While many shrines are very ancient, often the buildings themselves
are much newer. Fire and natural disaster are the main reasons
but many shrines had a tradition of reconstruction to purify the
site and building materials. The Ise Jingu shrine still keeps this tradition and is rebuilt every 20 years.
The three major shrine centers are at Ise on the Kii Peninsula,
Nikko (an hour from Tokyo) and Izumo Taisha in western Honshu.
A stone torii gate and lanterns stand amid rice paddies at the entrance to a rural shrine.
A young kimono-clad girl makes an offering at Meiji Jingu shrine in Tokyo.
The larger area of a shrine is enclosed by a wooden fence with
a torii at the entrance, usually at the farthest point from the
honden (main sanctuary). A path or set of steps leads into the compound,
sometimes arched by more torii - the two paths in Fushimi Inari shrine in Kyoto are lined by 10,000 torii! There is usually a
lot of greenery and trees lining the path and throughout the compound.
At the end of the path you will often see a pair of guardian figures - a and un - called komainu (mythical lionlike dogs) of which one has its mouth open in a
roar. Off to the side is a temizuya, a small pavilion for washing your mouth and hands to purify
them. In the case of popular shrines, there is an office selling
lucky charms and omikuji, a kind of fortune-telling. If the paper fortune is unlucky,
it is tied to a nearby tree in the hope that the kami will see
to it that it doesn't come true. This lucrative business is especially
popular around the time of school and university entrance examinations.
There may also be a kaguraden (hall of sacred dance and music) where kagura (dances or rituals)
are held as part of the shrine's annual festival.
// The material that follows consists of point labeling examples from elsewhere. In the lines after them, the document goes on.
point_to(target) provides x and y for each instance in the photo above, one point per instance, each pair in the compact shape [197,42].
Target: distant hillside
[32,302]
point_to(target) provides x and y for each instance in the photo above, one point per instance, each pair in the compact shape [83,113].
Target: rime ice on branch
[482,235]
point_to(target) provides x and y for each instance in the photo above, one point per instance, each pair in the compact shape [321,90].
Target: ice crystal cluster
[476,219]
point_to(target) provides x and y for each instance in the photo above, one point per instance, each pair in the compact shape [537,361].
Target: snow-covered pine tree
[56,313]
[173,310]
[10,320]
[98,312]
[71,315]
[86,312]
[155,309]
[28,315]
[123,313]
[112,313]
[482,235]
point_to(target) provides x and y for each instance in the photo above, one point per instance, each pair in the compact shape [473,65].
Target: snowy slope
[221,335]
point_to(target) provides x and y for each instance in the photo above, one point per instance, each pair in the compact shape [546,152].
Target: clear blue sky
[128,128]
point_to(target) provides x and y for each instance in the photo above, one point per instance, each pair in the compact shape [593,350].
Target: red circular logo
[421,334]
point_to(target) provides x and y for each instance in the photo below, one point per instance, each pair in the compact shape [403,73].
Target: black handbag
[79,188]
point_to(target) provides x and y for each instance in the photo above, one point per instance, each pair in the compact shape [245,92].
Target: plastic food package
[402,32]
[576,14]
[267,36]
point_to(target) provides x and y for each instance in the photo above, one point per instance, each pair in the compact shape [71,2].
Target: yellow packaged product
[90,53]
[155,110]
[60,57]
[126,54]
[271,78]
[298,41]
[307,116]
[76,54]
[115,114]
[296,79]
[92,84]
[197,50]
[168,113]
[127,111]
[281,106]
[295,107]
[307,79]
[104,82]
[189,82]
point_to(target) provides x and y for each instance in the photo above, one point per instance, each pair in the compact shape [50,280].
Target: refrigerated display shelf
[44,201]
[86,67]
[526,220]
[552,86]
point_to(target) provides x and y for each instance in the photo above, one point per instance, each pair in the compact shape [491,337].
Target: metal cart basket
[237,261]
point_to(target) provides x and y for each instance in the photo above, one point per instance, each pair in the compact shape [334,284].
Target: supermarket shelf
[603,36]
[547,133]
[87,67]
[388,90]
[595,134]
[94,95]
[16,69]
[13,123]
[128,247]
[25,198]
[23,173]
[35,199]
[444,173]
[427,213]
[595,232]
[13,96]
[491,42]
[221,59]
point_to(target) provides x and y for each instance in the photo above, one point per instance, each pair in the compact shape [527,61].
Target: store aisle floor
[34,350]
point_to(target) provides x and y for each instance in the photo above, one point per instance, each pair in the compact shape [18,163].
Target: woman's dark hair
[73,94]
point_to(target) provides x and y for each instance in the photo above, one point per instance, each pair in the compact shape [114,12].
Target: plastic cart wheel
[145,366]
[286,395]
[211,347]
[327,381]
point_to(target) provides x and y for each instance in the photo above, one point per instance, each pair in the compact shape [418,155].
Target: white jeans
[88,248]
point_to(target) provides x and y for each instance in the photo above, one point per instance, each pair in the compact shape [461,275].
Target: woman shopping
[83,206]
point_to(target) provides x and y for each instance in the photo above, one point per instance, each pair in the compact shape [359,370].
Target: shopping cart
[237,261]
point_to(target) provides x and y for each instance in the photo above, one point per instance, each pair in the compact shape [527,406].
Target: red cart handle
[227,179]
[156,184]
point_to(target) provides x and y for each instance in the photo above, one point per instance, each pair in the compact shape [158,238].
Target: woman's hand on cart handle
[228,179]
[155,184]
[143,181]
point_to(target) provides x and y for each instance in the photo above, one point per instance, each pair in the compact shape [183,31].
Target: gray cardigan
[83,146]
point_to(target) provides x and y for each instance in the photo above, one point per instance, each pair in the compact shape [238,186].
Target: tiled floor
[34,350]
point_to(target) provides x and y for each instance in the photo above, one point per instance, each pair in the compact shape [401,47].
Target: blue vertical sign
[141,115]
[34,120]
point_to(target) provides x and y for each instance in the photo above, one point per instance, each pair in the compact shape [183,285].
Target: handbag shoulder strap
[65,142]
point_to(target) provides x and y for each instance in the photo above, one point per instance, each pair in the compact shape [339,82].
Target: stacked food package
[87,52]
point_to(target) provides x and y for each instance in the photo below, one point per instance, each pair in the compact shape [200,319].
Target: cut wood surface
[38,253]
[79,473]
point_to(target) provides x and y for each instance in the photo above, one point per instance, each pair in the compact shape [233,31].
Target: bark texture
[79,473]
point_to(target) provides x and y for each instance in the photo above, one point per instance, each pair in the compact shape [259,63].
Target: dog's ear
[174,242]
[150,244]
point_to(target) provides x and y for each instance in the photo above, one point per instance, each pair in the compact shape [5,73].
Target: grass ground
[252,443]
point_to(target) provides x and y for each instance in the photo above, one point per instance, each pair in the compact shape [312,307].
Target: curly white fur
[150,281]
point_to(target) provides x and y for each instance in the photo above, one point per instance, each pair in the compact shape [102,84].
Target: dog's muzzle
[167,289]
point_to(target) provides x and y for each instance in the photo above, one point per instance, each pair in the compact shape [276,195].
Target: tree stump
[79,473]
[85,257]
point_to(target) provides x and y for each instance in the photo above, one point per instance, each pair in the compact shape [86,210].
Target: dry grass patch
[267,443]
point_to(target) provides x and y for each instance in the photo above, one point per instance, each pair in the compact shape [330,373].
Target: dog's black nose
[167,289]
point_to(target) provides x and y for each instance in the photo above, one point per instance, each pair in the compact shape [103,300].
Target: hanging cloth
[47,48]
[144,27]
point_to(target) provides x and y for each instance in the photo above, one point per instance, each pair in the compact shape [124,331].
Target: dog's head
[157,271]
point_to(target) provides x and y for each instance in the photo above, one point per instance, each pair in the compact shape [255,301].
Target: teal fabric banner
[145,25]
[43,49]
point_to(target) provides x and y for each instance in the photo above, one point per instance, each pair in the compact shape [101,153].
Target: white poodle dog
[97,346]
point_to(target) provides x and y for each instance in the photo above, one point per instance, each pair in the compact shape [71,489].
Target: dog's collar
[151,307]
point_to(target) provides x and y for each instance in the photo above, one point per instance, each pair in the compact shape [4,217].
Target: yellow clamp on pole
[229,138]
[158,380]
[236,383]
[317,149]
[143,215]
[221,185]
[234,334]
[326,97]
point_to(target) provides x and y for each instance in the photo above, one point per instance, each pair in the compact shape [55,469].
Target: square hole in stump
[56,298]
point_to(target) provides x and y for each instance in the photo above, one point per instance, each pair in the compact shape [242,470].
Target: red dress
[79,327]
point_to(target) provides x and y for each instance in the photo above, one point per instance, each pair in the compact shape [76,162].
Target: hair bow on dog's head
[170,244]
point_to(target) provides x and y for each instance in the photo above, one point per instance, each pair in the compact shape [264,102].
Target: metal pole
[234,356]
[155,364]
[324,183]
In front of the honden is the haiden (oratory or hall of worship) where offerings are made and rituals
carried out. In a typical shrine visit, worshippers stand in front
of the haiden, clap their hands and tug a rope attached to a bell
to announce their arrival to the kami. They then put their palms
together in front of their chin, make a short prayer and put a
money offering into a slatted wooden box. Lay worshipers are rarely
allowed to actually enter the haiden. The honden houses the shintai, the sacred object which the kami inhabits. It is off-limits
except to priests, and even then only on rare occasions. In some
cases, while the haiden is easily accessible, the honden may be
located on a distant mountain top or may even be the mountain
top itself (or other natural feature).